A notable feature here is not just the volume and the nature of the comments, but also Dr. Binswanger’s clean, direct, thorough, and gentlemanly responses to those comments. … I myself couldn’t have kept as much of patience replying back some of those nasty comments. (And you could tell that much about me, couldn’t you? (LOL!))…
The last time I commented on his Forbes column/blog [^] was in response to his article on immigration [^]. I dug it up today; it’s here [^]. …Wow! it’s seven months already! … Of course, I should have known—I have changed my stand since then; now, I am willing to go for work anywhere, even to the USA!

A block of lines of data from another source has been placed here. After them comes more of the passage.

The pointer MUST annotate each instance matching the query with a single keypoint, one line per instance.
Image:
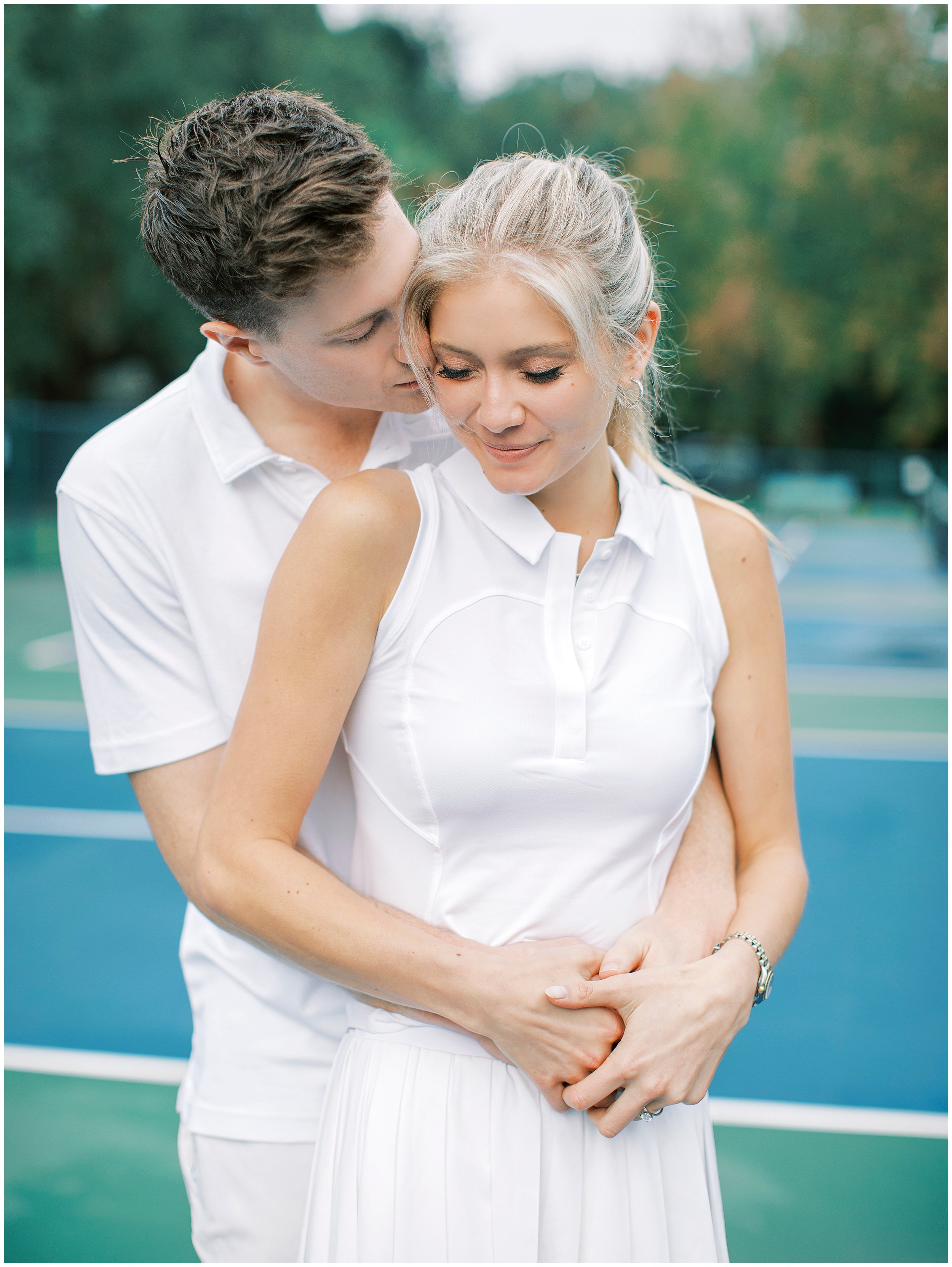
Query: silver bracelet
(766, 979)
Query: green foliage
(799, 208)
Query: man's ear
(235, 340)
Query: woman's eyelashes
(461, 376)
(545, 376)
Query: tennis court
(830, 1105)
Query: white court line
(871, 745)
(726, 1113)
(40, 820)
(850, 680)
(95, 1065)
(45, 715)
(784, 1115)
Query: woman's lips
(511, 453)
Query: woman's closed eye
(545, 376)
(540, 377)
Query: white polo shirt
(171, 524)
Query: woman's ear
(636, 359)
(235, 340)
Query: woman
(528, 676)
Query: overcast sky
(494, 45)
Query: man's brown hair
(246, 201)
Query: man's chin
(407, 401)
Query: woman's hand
(528, 1030)
(679, 1023)
(654, 942)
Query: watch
(766, 979)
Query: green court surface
(93, 1176)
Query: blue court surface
(93, 928)
(858, 1017)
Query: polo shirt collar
(236, 448)
(526, 530)
(232, 443)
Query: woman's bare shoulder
(737, 553)
(363, 525)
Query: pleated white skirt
(432, 1152)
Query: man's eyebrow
(354, 325)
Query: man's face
(341, 344)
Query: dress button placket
(584, 611)
(562, 656)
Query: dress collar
(514, 520)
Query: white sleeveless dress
(526, 749)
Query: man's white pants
(247, 1199)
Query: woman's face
(511, 384)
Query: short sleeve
(147, 696)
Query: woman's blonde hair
(570, 231)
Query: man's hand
(679, 1023)
(655, 942)
(530, 1032)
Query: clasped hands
(612, 1032)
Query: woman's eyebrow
(537, 350)
(460, 351)
(542, 350)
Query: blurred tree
(799, 208)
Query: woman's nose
(499, 410)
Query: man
(274, 217)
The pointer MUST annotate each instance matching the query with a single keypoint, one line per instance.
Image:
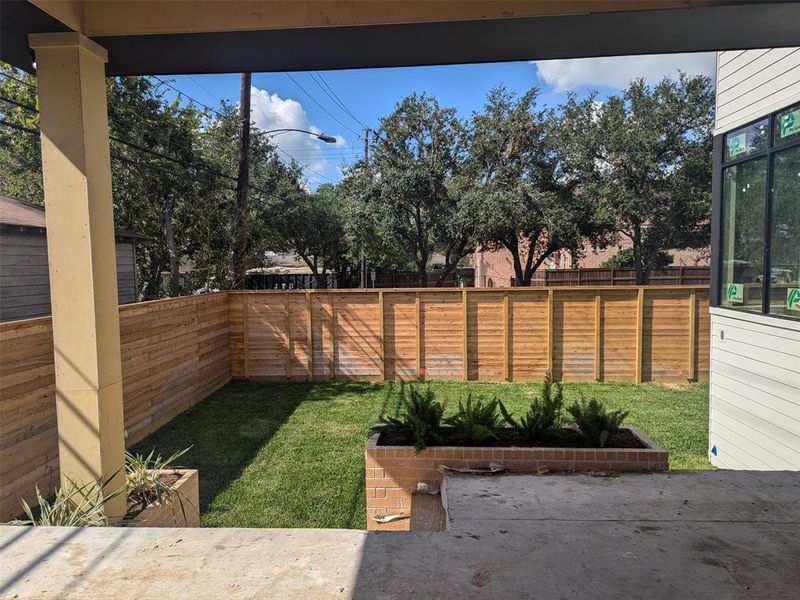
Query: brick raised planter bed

Anyway, coming back to this week’s article of Dr. Binswanger’s, I thought it best not to comment on the Forbes blog, because I thought that the format of those immediate comments and re-comments, all done at the e-speed, wouldn’t be appropriate for what I had to say in response to that article…. What I have to say is something I wanted to do in a bit more relaxed mood, thinking aloud. My position is that I do not fully agree with Dr. Binswanger here. … So, before continuing to read any further, if you haven’t already done so, please go and completely read that article, and also at least the comments “called out” by the author, before continuing here.
I now presume that you have read the article and the prominent comments.
I will not bother noting down what all are the good or even great points in that article. With Dr. Binswanger, you always expect that. I will note only concerning my objection, the point where I disagree. But before that, a bit about the context.
For context, if you don’t know it, Dr. Binswanger’s obvious intent here is to counter a recent cultural idea that has gained a lot of traction among businessmen, both in the USA and in India. I don’t know who formulated this particular expression of it, but knowing that detail is not very important. What is important that many—far too many, in fact—prominent American businessmen and rich people have espoused it. Including not just Warren Buffett but also Bill Gates. (Some in SF Bay Area might want to reverse the order of noting down the two names here!) They, and others like them, have been canvassing for rich people to take a pledge to “give back” to the society.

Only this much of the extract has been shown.